Entré por los torniquetes del metro sin pagar; seguía desorientado por el accidente; acababan de atropellarme pero no hice caso, en cierta manera me sentí bien y seguí mi camino; cojeaba de la pierna izquierda y en mi frente, brazos y dedos de la mano tenía raspones y un poco de sangre. La mirada me traicionaba, era una visión poco borrosa, no escuchaba casi nada, sólo un chillido que se prolongaba y no cedía; en ese instante la misma mirada borrosa fijó por un momento con claridad aquella sonrisa, me sentí más atraído por ella que con pérdida de orientación. Sonreía a su amiga y reían simultáneamente, observaba a todos caminar tan rápido y a ella tan lento, una verdadera rareza del tiempo; el guardia de seguridad me detuvo y forcejeé con él para no perder su rumbo, llegó un segundo para tranquilizarme y explicarme que no podía pasar sin pagar el acceso a los vagones y viajar por la ciudad.

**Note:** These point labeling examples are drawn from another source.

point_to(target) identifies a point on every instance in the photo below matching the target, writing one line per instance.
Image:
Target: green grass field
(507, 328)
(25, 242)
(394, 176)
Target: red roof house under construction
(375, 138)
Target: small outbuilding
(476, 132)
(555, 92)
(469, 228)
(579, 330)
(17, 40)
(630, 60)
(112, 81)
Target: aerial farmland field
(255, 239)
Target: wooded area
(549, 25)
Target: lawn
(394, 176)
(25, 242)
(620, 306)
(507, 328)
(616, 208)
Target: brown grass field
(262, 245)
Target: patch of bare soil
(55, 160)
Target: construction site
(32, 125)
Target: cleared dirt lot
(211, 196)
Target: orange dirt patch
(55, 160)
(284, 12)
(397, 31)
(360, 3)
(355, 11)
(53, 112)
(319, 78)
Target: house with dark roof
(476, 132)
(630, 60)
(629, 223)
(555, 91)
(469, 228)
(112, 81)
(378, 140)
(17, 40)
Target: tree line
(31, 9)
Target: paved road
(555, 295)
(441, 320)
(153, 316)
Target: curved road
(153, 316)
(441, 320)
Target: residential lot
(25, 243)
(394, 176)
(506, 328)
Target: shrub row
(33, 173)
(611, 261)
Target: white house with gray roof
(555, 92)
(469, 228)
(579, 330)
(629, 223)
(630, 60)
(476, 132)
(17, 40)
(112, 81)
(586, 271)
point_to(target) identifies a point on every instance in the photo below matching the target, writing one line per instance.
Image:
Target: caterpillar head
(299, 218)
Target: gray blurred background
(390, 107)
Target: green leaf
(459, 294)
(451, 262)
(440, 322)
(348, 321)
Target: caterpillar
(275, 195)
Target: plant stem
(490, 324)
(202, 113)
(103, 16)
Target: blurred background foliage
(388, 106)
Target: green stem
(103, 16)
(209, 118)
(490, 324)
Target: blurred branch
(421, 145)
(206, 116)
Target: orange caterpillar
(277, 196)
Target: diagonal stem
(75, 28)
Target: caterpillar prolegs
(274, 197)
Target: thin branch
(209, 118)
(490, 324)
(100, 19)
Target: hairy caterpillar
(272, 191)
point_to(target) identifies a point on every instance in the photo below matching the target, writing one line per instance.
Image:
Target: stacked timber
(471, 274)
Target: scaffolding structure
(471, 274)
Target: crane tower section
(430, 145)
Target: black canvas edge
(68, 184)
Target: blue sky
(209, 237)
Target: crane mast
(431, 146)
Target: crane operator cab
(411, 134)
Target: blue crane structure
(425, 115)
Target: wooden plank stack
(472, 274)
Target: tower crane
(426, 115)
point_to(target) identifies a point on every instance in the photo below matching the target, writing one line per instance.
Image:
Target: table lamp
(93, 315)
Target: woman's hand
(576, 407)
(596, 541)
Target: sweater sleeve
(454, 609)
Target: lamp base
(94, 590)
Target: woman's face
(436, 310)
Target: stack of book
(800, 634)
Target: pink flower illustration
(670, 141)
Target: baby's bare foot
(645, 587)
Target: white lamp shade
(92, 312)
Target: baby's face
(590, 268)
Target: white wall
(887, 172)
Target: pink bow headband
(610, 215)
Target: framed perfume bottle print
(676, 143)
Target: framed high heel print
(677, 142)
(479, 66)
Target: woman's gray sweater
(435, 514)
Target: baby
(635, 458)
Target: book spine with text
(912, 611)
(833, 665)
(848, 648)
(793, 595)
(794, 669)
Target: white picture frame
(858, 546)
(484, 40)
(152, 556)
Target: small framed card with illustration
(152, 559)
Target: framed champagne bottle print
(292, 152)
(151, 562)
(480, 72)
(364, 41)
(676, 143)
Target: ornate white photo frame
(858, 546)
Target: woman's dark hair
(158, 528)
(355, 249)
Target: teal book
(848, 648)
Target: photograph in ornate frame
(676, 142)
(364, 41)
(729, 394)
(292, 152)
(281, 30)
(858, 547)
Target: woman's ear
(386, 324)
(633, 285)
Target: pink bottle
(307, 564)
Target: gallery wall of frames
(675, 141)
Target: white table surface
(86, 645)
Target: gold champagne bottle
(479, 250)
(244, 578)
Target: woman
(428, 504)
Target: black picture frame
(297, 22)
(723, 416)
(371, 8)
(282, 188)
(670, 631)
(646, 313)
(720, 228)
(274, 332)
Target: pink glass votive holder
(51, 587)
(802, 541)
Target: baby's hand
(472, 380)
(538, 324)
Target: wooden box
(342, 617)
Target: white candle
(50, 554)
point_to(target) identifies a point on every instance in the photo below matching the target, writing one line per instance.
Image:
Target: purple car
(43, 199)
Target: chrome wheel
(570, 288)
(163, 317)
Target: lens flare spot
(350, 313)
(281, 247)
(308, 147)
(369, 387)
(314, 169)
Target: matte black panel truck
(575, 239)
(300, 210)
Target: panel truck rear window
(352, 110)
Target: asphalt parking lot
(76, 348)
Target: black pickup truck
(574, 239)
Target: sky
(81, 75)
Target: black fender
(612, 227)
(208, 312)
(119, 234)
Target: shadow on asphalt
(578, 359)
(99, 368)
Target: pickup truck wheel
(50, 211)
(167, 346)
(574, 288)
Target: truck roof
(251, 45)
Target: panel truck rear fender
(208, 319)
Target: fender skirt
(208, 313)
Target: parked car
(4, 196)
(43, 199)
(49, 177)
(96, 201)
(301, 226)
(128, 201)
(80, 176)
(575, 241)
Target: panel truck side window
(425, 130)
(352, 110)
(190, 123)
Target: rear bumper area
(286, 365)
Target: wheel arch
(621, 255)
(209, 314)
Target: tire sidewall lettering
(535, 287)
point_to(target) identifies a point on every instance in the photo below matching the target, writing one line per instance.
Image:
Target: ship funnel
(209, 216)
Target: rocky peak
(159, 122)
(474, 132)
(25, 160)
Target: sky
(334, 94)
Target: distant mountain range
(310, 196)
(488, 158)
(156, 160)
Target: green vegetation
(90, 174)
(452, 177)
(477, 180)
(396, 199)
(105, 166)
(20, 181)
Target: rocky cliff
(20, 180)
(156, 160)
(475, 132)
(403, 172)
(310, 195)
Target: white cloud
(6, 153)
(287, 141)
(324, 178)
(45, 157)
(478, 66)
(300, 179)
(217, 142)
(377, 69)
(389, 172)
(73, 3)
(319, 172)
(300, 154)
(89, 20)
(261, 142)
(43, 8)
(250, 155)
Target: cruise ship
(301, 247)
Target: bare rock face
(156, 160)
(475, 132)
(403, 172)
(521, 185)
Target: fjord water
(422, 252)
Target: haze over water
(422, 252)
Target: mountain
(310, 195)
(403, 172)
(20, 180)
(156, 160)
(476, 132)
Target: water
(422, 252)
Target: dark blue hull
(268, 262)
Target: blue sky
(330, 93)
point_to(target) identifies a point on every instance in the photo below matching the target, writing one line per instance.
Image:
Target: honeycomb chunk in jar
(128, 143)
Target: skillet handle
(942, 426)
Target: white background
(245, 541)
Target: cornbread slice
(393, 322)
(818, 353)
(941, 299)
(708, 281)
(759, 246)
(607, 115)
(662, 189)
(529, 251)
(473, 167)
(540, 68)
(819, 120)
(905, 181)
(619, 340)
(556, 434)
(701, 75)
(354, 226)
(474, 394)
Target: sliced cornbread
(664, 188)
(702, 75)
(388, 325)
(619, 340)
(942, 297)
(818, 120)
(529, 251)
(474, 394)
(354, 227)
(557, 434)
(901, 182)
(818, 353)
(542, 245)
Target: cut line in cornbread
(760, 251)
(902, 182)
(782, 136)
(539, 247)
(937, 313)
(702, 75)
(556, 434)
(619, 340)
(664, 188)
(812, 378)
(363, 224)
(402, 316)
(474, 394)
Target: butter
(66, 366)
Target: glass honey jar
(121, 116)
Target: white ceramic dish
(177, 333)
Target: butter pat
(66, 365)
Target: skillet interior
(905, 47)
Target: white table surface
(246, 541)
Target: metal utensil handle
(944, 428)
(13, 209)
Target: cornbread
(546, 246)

Corrí hasta la ventanilla. Compré mi boleto y sin detenerme crucé los torniquetes —esta ocasión era legal mi llegada al subterráneo—, sólo para observar cómo pasaba lentamente dentro del vagón al que no pude entrar; tomé el siguiente y en medio del trayecto me sentí nervioso, decidí bajar del metro para comprar algún dulce que pudiera tranquilizarme, así fue como di vista a mi lado derecho y ella estaba frente a mí, parecía que esperaba a que yo creara una conversación; me miraba, volteaba, bajaba su rostro, me volvía a mirar; me acerqué un poco más, me quedé sin palabra alguna. Nuestra respiración podía escucharse, lo demás no importaba, nuestro alrededor no existía. Dije: —hola—, ella respondió: —hola, ¿por qué me has seguido?—; comencé a tartamudear al responder y me hizo creer que yo la seguí y que no había sido una casualidad que bajara en esa estación. Me acerqué un poco más: sentí su respiración y con la boca medio abierta chocaron nuestros labios, nos besamos lentamente mientras ella temblaba, la abracé y comencé a sentir aún más nervios de su parte, nos separamos, nos miramos y volvimos a besarnos; al reaccionar nos percatamos que todos nos observaban.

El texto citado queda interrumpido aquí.